President Donald Trump on Monday said he was sending National Guard and other federal law enforcement resources to Memphis, Tennessee to combat what he called “the crime that’s going on” in the Volunteer State’s second-largest city, continuing his attacks on large cities with Democratic-led municipal governments and Black mayors.
Speaking in the Oval Office alongside Tennessee governor Bill Lee, the president said he would sign a memorandum establishing what he called the “Memphis Safe Task Force” and compared the new initiative to his attempt to take over law enforcement in Washington, D.C. over the last month.
“This task force will be a replica of our extraordinarily successful efforts here, and you’ll see it’s a lot of the same thing,” he said.
The president claimed that the move was necessary because of anecdotal evidence gleaned from a conversation he’d had with a FedEx board member who had lamented the state of the city.
“The effort will include the National Guard as well as the FBI, ATF, DEA, ICE, Homeland Security Investigations and the US Marshals and more along with the prosecutors,” he said before noting that the task force would be led by Attorney General Pam Bondi.
“This team will deploy the full powers of federal law enforcement agencies and enforcement generally to restore public safety and get dangerous career criminals off of our streets.
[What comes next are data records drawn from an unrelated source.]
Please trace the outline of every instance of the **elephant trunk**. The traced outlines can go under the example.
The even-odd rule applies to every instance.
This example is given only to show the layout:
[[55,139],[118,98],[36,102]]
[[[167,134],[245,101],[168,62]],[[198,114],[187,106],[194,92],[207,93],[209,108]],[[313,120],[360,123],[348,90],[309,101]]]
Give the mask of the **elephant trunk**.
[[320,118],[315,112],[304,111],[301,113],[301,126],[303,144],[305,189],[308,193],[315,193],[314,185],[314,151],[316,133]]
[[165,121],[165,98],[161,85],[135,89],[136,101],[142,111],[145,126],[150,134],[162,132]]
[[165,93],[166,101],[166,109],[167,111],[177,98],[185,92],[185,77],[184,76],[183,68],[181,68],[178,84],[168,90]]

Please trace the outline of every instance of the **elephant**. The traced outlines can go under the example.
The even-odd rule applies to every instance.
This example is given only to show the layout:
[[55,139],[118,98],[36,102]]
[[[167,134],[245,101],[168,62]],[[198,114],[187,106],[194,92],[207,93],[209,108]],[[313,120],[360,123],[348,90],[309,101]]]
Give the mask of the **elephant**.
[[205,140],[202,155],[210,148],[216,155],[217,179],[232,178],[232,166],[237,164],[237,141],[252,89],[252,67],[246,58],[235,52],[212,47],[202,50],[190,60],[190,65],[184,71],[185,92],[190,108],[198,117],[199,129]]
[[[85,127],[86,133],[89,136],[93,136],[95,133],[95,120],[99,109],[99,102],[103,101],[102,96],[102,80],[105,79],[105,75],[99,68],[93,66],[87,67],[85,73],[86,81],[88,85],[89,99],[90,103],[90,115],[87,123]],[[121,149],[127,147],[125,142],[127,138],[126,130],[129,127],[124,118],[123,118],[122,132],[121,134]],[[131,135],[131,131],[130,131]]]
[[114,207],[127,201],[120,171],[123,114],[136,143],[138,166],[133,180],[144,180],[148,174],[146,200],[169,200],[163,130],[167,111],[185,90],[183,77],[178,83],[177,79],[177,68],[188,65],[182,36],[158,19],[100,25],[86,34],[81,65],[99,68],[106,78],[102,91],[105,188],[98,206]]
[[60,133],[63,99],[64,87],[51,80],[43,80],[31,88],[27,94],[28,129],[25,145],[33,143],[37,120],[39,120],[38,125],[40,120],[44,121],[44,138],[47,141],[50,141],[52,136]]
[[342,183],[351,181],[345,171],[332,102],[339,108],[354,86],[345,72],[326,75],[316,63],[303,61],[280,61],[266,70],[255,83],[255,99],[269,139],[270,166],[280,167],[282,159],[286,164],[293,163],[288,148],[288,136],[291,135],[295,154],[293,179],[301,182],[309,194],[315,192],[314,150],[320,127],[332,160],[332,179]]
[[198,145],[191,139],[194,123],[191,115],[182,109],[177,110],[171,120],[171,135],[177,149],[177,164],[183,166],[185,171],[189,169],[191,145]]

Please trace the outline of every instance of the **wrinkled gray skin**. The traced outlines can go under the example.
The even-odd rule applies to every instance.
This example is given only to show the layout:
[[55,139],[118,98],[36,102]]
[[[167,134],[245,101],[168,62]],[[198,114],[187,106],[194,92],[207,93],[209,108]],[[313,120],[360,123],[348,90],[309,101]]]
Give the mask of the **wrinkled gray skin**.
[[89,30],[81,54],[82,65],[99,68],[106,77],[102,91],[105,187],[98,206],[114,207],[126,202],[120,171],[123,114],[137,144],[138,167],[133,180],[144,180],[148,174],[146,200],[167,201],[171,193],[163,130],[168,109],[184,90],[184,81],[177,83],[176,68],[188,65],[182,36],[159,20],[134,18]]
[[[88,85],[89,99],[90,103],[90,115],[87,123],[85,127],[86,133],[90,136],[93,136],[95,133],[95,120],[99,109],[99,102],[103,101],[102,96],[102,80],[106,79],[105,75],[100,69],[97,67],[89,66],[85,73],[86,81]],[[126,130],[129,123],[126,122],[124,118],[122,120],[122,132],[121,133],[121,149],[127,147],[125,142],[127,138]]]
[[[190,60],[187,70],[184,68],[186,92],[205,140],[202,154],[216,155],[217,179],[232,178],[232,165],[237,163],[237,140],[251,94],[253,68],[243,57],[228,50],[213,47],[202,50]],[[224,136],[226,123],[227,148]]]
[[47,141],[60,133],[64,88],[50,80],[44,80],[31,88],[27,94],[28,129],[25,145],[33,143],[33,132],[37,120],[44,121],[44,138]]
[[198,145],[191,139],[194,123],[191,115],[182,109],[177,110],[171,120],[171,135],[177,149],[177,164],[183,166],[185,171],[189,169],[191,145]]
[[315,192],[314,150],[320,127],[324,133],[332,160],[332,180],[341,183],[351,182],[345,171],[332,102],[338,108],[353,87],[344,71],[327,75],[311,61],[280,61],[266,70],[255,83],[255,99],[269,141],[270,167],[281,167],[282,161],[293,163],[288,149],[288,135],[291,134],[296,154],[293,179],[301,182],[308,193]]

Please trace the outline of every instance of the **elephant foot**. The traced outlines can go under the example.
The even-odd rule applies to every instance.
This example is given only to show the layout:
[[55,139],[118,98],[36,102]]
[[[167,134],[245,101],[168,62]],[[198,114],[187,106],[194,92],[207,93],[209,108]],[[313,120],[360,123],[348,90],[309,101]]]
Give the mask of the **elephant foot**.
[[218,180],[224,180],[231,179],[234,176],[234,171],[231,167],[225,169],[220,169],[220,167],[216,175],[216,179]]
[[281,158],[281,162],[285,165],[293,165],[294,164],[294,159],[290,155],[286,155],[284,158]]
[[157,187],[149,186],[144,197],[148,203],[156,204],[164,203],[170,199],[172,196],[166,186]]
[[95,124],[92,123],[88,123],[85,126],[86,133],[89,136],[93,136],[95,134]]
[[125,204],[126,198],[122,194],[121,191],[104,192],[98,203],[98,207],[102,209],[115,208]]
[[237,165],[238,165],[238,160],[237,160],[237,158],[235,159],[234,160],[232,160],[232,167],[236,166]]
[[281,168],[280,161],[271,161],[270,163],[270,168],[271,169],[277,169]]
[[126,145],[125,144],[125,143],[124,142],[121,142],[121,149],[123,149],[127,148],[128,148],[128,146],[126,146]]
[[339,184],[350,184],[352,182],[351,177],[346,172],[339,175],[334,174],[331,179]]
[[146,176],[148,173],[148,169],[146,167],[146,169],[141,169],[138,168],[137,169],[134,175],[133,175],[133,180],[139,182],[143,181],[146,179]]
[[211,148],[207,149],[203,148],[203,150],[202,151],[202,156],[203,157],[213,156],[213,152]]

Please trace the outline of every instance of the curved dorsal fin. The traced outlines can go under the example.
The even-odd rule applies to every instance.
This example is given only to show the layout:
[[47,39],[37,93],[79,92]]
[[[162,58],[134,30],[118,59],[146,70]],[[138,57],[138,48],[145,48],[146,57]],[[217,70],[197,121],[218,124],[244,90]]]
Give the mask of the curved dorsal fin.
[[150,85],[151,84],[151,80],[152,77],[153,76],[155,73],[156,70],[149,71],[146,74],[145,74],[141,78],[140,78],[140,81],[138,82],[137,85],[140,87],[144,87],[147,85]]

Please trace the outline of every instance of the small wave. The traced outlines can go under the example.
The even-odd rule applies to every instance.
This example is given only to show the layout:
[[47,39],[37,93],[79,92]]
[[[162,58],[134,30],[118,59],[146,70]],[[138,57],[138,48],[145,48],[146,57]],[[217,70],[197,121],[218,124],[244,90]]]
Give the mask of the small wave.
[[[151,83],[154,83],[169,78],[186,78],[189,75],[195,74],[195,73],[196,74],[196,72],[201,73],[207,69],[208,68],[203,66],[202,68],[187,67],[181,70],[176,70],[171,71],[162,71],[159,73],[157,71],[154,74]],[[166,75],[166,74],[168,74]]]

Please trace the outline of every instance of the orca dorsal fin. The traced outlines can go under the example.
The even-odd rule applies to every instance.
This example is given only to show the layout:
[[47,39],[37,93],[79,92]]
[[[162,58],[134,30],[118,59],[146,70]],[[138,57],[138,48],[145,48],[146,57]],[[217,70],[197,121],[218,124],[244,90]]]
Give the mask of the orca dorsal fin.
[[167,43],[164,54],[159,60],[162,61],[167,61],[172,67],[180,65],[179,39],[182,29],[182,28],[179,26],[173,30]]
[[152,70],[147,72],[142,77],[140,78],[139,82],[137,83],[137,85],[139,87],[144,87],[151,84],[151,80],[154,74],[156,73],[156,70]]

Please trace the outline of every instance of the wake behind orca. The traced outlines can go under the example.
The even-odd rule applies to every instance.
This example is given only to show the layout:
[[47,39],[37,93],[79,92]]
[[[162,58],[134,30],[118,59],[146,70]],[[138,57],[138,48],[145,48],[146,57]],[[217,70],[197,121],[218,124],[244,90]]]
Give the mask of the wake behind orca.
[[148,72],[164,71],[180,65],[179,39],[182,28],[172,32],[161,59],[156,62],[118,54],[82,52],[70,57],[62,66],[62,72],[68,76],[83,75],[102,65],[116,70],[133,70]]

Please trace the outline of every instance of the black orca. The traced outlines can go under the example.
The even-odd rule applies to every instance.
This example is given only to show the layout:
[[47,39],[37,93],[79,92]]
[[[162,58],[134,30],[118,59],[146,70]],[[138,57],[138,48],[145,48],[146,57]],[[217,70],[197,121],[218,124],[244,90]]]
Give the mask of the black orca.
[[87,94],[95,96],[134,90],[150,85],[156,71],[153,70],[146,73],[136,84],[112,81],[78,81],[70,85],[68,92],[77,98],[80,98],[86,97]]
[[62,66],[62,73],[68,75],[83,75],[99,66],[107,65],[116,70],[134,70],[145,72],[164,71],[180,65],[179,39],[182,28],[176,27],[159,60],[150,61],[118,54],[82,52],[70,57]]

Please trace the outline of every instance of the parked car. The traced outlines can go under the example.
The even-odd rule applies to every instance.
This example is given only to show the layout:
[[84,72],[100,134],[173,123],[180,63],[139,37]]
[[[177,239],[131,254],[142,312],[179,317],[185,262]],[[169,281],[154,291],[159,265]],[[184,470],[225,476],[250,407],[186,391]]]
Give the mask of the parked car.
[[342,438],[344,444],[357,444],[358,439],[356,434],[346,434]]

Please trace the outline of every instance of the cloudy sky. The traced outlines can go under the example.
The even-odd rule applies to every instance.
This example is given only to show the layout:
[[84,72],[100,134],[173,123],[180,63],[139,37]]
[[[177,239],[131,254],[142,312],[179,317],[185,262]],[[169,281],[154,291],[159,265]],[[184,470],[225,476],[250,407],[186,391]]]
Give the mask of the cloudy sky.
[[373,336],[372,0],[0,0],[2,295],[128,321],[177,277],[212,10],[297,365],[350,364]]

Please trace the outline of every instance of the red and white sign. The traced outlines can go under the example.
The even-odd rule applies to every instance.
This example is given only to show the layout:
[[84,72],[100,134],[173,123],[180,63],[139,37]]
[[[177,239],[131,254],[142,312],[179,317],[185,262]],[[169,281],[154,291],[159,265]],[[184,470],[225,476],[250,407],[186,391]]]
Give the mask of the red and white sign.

We’re going to get them off,” he added.
Trump’s move to send federal resources into Memphis — a state controlled by Republicans — avoids a confrontation with a Democratic governor who by law commands the state’s national guard unless it is being used for federal purposes.
He had threatened to send troops into Chicago — another Democratic-controlled city with a Black mayor — but had been met with resistance from Illinois Governor JB Pritzker, who had vowed to fight any effort to use the state’s guard in Chicago.
But Trump has been able to use his authority over the D.C. National Guard to keep soldiers in the nation’s capital alongside other guard members from GOP-controlled states.
Lee, a Republican who is a close ally of the president, said his state’s guardsmen and women are “honored to be part of this mission” as part of the new task force.
“When you talk to them, when you talk to the actual population out there who interact with them every day. They say it’s a blessing to have them as a part of their life. And then for the National Guard, getting to have this where they get to improve their communities, where their kids are growing up and they’re going to church, and this is where their families are. Many of them, sir, have said this is the honor of their lifetime,” he said.